Seminar summary
This study provides the first empirical evidence of the relationship between corporate integrity culture and firm-level climate change exposure. Using insights from social norm theory and a sample of 31,187 firm-year observations from US public firms during the period 2001 to 2021, we conclude that corporate integrity culture is negatively associated with climate change exposure. Our evidence further indicates that this association is more pronounced for firms that experience high policy uncertainty and greater financially distress. Our main findings are robust to different endogeneity identifications, including firm-fixed effects, propensity score matching, additional control variables, and instrumental variable approach. Our channel analysis further suggests that a strong integrity culture mitigates corporate climate change exposure through a stronger internal control environment and higher environmental, social and governance (ESG) disclosures and engagements. Our additional analysis indicates that the sudden death of the chief executive officer results in a weakening corporate integrity culture, which eventually increases climate change exposure. Overall, we present novel evidence of how corporate integrity culture mitigates climate change risk and offer important implications for managers and policymakers.
How to attend this seminar
This seminar is free to attend with no need to register in advance.
We welcome you to join us online on Wednesday 15 May 2024 at 2pm.
Speaker bio
Dr Faizul Haque
Dr Faizul Haque is an Associate Professor and Head of Research in the Department of Accounting at Southampton Business school, University of Southampton. He is also the Director of the Centre for Research in Accounting, Accountability and Governance (CRAAG).

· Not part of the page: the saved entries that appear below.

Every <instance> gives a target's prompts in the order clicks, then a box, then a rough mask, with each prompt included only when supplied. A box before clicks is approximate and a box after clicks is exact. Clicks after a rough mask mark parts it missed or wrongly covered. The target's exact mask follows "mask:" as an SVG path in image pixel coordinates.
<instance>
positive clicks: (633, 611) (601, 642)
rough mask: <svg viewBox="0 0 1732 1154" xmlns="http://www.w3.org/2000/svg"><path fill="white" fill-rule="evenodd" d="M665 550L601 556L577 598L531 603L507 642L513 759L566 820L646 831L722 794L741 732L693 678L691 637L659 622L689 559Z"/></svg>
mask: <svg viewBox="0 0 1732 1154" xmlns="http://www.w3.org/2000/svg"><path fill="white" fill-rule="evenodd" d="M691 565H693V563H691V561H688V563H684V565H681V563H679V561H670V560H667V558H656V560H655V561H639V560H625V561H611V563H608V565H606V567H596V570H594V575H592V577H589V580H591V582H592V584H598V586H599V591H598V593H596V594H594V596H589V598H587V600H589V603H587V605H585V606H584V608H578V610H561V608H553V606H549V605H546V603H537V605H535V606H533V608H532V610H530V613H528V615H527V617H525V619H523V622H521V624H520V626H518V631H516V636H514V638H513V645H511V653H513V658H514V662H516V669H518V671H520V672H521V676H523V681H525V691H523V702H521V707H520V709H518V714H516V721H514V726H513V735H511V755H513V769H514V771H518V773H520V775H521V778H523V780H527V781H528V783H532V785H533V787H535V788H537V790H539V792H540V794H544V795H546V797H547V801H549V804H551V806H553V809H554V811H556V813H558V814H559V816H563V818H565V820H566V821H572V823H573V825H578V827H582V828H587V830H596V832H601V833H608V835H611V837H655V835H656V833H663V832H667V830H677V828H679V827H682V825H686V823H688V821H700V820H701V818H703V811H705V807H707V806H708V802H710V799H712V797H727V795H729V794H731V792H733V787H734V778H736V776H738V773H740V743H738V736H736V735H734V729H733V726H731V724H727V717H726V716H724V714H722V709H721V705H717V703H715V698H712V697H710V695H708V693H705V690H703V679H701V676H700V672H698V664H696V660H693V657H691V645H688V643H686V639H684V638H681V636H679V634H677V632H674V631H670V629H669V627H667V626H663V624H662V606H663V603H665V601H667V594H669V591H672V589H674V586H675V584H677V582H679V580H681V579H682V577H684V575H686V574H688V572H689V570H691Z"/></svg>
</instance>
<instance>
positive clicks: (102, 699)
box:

Faizul has been featured in the prestigious Stanford University Ranking of top 2% global scientists in 2023. His research interests include, Carbon and biodiversity accounting, ESG disclosure and performance, corporate governance and business ethics, audit quality and auditor behaviour, earnings quality and management and implications of emerging technologies in accounting and sustainability. Faizul has presented his research at several international conferences in the UK, Italy and France, and published papers in top ranked international journals such as British Journal of Management (ABS 4), British Accounting Review (ABS 3*), Critical Perspectives on Accounting (ABS 3*), Business Strategy and the Environment (ABS 3*), International Review of Economics & Finance (ABDC A-ranked), Applied Economics (ABDC A-ranked).
Faizul’s research is cited widely by policymakers and practitioners. (e.g., European Commission, European Central Bank, and Bank for International Settlements). He has been collaborating with colleagues to engage in consultation with the policymakers and standard setting bodies such as the UK Department for Business, Energy and Industrial Strategy (BEIS), International Sustainability Standards Board (ISSB) and International Auditing and Assurance Standards Board (IAASB). Consequently, he submitted expert comments and scientific evidence on several proposed regulatory guidance and standards. These include, (i) ‘Mandatory climate-related financial disclosures by publicly quoted companies, large private companies and Limited Liability Partnerships (LLPs)’ to BEIS; (ii) ‘IFRS Sustainability Disclosure Taxonomy on IFRS S1 and S2’ to ISSB, and (iii) International Standard on Sustainability Assurance Engagements (ISSA) 5000 General Requirements’ to IAASB.